Have you ever looked in a mirror and noticed that your eyes were red? Whether you’ve been staring at a computer or TV screen for too long or are suffering from allergies, red eyes can be painful and ugly. Fortunately, there are many ways to reduce the irritation and swelling. Eye redness usually goes hand-in-hand with dry eyes, so treatments address both issues.
Do your research on eye drops. There are many different types of eye drops, each one recommended for different circumstances. For example, if you have red eyes and wear contact lenses, a blood vessel constricting drop may not work. It wouldn't be able to get through the lens to treat your redness. Most eye drops work by constricting the blood vessels in the eyes. By making the blood vessels smaller, they reduce eye redness. Always use the drops as recommended, since overuse can cause more problems. For example, "rebound redness" happens with the eye drops make your blood vessels dilate more than usual. This makes your eyes look bloodshot.
Consult your eye care professional. The best way to choose the right drops is to talk to you a specialist about the cause of your redness. Let him or her diagnose you and choose the best treatment method. If your redness is due to allergies, look for eye drops with antihistamines. If you have an infection, see your doctor for prescription eye drops that have antibiotics. Be careful with "bacteria-fighting" eye drops. Many people have an allergic reaction to the preservatives in them. You might make your eyes even worse!
Use water on your eyes. Cold water will decrease the swelling that causes bloodshot eyes, and will also soothe on your irritated eyes. You can just splash some cold water onto your face, or you might hold a damp compress over your eyes for 2 minutes. The most common cause of red eyes is allergies. The body releases histamines that dry the eyes, causing blood vessels to swell. Cold water reduces blood flow to the eyes and treats some of this inflammation.
Use ice, if available. Ice or freeze-packs are another common and effective way to soothe bloodshot eyes. They work the same way cold compresses do, by relieving swelling and reducing the amount of blood flow to the eyes. If you don't have a freeze-pack, place some ice cubes in a clean washcloth. Hold it over your eyes for 4 to 5 minutes. When using extremely cold products like ice or a freezer-pack, always protect your eyes with a thin cloth towel. This prevents ice burn.
Place cucumber slices over your eyes. Just like cold compresses, refrigerated cucumber slices reduce redness and puffiness. The cucumber's cold surface makes the eye's blood vessels constrict, making them less visible. This also reduces the body's natural response to allergens in the air. Make sure the cucumber is cold by keeping it in the fridge for 10 to 15 minutes before slicing it.
Apply rosewater to your eyelids. Rosewater's lovely, relaxing scent alone will go a long way toward making you feel better.

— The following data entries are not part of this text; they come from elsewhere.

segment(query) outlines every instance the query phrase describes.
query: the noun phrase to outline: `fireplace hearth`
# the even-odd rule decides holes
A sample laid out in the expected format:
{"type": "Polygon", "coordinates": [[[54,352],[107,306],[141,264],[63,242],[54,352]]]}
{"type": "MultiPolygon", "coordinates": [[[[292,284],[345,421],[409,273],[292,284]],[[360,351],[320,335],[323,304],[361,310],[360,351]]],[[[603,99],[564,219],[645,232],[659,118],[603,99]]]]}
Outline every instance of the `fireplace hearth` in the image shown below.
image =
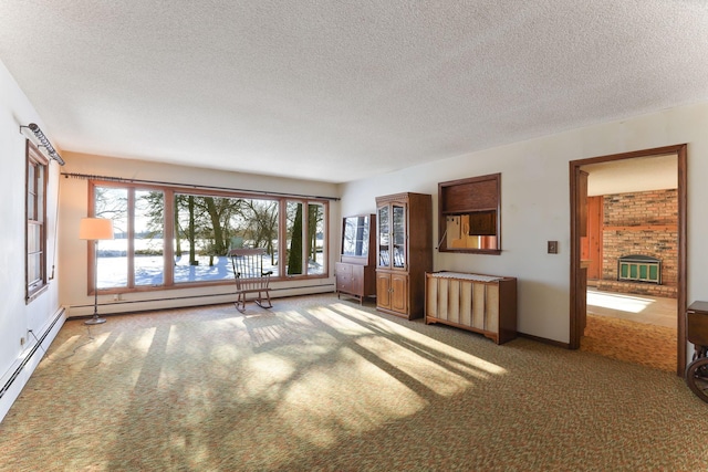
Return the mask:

But it also has antibacterial and antiseptic qualities that will treat your irritated eyes. Soak a cotton pad or cotton ball in rosewater and place it in the refrigerator for 15 minutes. Place them over your closed eyes for redness relief. For an even better result, soak two cucumber slices in rosewater and refrigerate them. Place them on top of your eyelids and relax.

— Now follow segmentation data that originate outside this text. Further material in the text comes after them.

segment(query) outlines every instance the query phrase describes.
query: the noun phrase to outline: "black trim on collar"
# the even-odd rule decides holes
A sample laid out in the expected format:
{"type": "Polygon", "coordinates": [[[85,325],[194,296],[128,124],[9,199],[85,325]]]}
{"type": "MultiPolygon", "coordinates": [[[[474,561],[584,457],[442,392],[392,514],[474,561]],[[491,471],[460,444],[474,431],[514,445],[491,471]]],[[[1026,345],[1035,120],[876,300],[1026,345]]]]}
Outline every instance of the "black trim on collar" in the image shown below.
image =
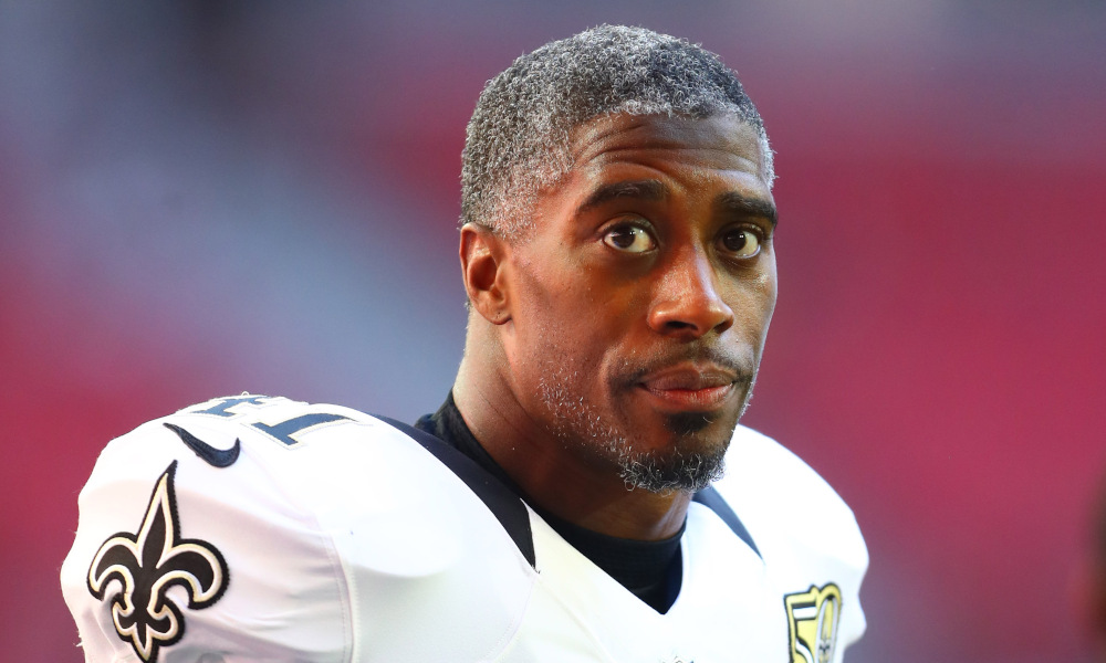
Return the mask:
{"type": "Polygon", "coordinates": [[[753,543],[753,537],[749,534],[749,530],[745,529],[745,526],[741,524],[741,519],[738,518],[738,514],[733,513],[733,509],[730,508],[730,505],[726,503],[726,499],[718,494],[718,491],[716,491],[713,486],[708,486],[699,491],[691,497],[691,501],[698,502],[714,512],[714,514],[721,518],[723,523],[729,525],[730,529],[733,530],[733,534],[738,535],[739,539],[745,541],[745,544],[753,549],[757,557],[760,557],[761,560],[764,559],[764,556],[761,555],[760,550],[757,548],[757,544],[753,543]]]}
{"type": "Polygon", "coordinates": [[[536,568],[538,557],[534,552],[534,534],[530,528],[530,512],[521,497],[476,461],[430,433],[389,417],[378,414],[374,417],[406,433],[463,481],[488,506],[530,566],[536,568]]]}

Place used tea bags over your eyes. Tea has chemicals called "tannins" in it that reduce swelling and tighten the skin around the eyes. The caffeine in it also makes blood vessels smaller. As such, used tea bags are a great way to reduce redness and irritation. Make sure you're using caffeinated black tea, as green teas don't have tannins.Steep the tea bag in hot water like you're brewing a cup to drink. Refrigerate it for 15 minutes to cool it down. Place the tea bag over your eyelids for 4-5 minutes.
Wait out a burst blood vessel. If you sneeze or cough too hard, or even just rub your eye vigorously, you can cause a blood vessel to burst. Doctors call this "subconjunctival hemorrhage." In most cases, only one eye will be affected, and you won't feel any pain. The blood vessel should heal itself naturally. It can take anywhere from a few days to two weeks. See a doctor if you have any pain, or if you have a chronic disease like diabetes.
See a doctor if you have pink eye. Just like its name says, pink eye (also known as conjunctivitis) causes your eye to look pink or red. Speak with your doctor immediately if you think you have pink eye. He or she can prescribe antibiotic eye drops or even oral pills, depending on the cause. Pink eye is contagious, so wash your hands with antibacterial soap, clean contact lenses well, and don't rub your eyes. To make sure you have pink eye, check the following: The dryness and redness is only in one eye, or at least began for the first few days as one-sided before spreading. You recently had a viral or bacterial infection (i.e. ear infection, cold or flu) You've been around someone who had pink eye recently.